140万円 ÷ 15,435ドル = 90.7円・・・ブレークイーブン・レート
3月時点よりさらに安心できる状況になっています。
では同じく30年債ではどうか?
1万ドルの米国債30年物を買うと10年物と同じく150万円必要です。金利を現状の4.93%として複利運用すると、30年後には約43,105ドルになります。ほぼ4倍です。
ブレークイーブンの計算は10年債同様に、
150万円 ÷ 43,105ドル = 34.8円
ドル円レートが30円台などになろうはずはありません。
日本人としては残念ですが、30年先の日本とアメリカの経済規模や国の借金の多寡を考えると、その差は覆い隠せないほど大きいに違いない。
このところコメント欄には米国債を保有している方から、「評価損が出ているが、今後どうなるのか?」という心配の声をいただいています。

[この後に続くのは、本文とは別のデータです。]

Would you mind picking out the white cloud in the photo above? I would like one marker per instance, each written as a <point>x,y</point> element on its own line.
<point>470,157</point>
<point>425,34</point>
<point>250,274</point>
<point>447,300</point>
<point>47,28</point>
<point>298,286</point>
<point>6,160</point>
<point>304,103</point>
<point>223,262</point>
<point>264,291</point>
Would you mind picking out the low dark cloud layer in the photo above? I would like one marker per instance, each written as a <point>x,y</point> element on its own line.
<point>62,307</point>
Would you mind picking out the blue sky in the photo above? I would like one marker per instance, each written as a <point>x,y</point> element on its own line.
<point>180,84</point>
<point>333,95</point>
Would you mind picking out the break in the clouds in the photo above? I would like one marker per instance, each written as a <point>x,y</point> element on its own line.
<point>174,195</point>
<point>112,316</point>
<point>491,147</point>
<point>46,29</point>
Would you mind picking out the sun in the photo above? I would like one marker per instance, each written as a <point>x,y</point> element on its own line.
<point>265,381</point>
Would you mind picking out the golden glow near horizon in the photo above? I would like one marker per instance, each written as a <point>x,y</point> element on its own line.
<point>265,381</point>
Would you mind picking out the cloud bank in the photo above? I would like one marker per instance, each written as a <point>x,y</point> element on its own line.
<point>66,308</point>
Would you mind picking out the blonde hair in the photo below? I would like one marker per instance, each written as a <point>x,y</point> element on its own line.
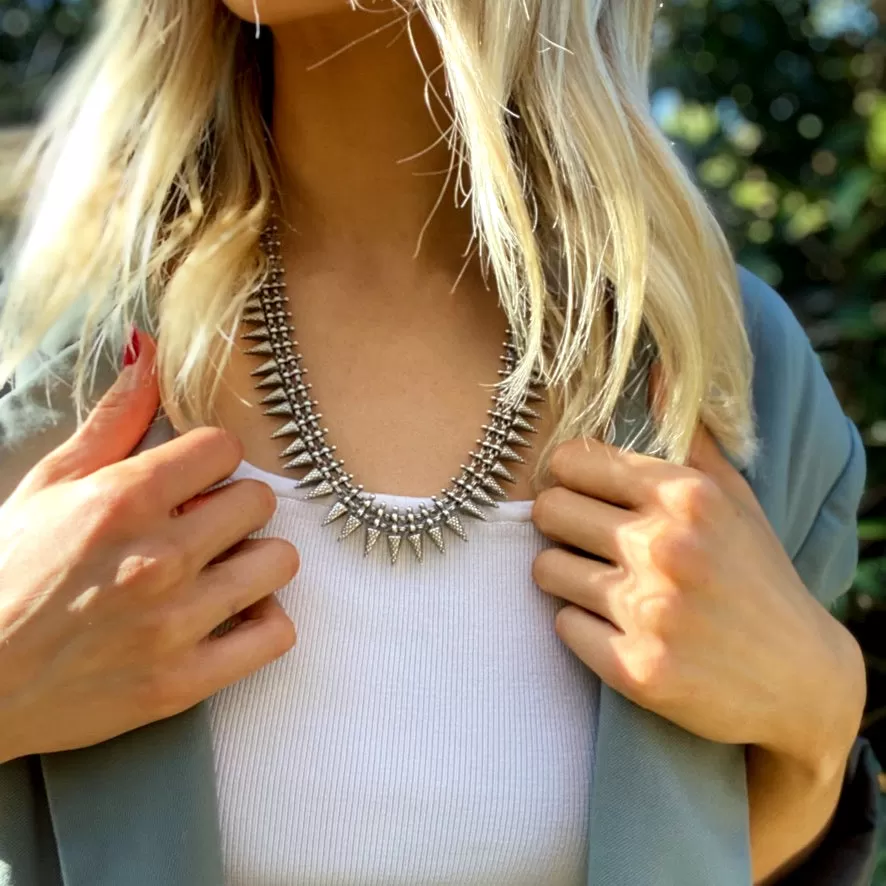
<point>152,177</point>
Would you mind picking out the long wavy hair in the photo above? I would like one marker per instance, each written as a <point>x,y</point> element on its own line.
<point>152,174</point>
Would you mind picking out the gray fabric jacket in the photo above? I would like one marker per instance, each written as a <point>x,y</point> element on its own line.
<point>667,807</point>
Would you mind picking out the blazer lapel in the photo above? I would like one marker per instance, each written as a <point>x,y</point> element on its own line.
<point>139,810</point>
<point>666,806</point>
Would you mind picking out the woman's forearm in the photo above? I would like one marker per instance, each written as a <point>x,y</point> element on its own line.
<point>791,807</point>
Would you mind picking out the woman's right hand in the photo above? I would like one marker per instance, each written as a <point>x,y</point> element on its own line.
<point>114,571</point>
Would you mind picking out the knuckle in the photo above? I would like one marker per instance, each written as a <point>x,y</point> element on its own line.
<point>156,567</point>
<point>676,552</point>
<point>662,613</point>
<point>646,670</point>
<point>159,634</point>
<point>695,498</point>
<point>106,500</point>
<point>160,693</point>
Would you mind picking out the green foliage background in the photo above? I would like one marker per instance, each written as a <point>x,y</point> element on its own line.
<point>779,108</point>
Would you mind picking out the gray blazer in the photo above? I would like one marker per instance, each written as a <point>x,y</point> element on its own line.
<point>667,807</point>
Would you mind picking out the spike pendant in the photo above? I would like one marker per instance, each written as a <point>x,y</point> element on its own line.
<point>282,389</point>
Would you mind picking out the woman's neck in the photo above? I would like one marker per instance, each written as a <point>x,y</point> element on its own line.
<point>362,162</point>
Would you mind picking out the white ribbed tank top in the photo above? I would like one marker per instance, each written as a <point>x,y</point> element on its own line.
<point>429,727</point>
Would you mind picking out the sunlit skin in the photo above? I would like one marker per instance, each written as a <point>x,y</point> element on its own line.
<point>696,601</point>
<point>687,606</point>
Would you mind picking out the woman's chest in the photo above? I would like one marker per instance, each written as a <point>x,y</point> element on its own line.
<point>404,401</point>
<point>428,726</point>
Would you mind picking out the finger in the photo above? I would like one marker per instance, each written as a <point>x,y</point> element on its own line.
<point>580,580</point>
<point>227,588</point>
<point>113,427</point>
<point>594,640</point>
<point>178,470</point>
<point>222,518</point>
<point>604,472</point>
<point>580,521</point>
<point>265,633</point>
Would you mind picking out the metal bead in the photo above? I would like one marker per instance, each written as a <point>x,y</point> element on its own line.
<point>290,396</point>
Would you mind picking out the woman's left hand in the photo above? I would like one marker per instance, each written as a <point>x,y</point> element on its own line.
<point>689,605</point>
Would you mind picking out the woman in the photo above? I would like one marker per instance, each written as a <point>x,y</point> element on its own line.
<point>623,677</point>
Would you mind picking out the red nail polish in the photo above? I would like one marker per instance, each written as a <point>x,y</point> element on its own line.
<point>130,355</point>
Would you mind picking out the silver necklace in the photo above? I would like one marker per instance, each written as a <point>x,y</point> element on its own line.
<point>286,395</point>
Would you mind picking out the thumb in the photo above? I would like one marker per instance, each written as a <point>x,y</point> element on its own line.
<point>117,422</point>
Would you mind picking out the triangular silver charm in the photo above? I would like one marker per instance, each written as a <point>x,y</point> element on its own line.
<point>336,511</point>
<point>481,495</point>
<point>522,424</point>
<point>372,536</point>
<point>279,409</point>
<point>287,430</point>
<point>293,448</point>
<point>470,508</point>
<point>262,349</point>
<point>436,536</point>
<point>508,454</point>
<point>276,396</point>
<point>454,524</point>
<point>394,542</point>
<point>352,524</point>
<point>516,439</point>
<point>501,471</point>
<point>273,378</point>
<point>314,476</point>
<point>300,461</point>
<point>266,367</point>
<point>491,484</point>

私からは、「途中の評価損など気にする必要は一切なし。最後に価格は100で償還されるのですから」と返答を差し上げました。これはたとえばゼロクーポン債でも同じことです。
ゼロクーポン債は買った時より元本額は時間を経るに従ってどんどん上昇するので、マイナスにはなりにくいのですが、それでも心配されている方はいらっしゃるかもしれません。その方々にもはっきりと申し上げますが、「ゼロクーポン債も償還時には必ず100で返ってきます。心配はご無用です」と申し上げます。
以上、「米国債の買いチャンスは拡大した」でした。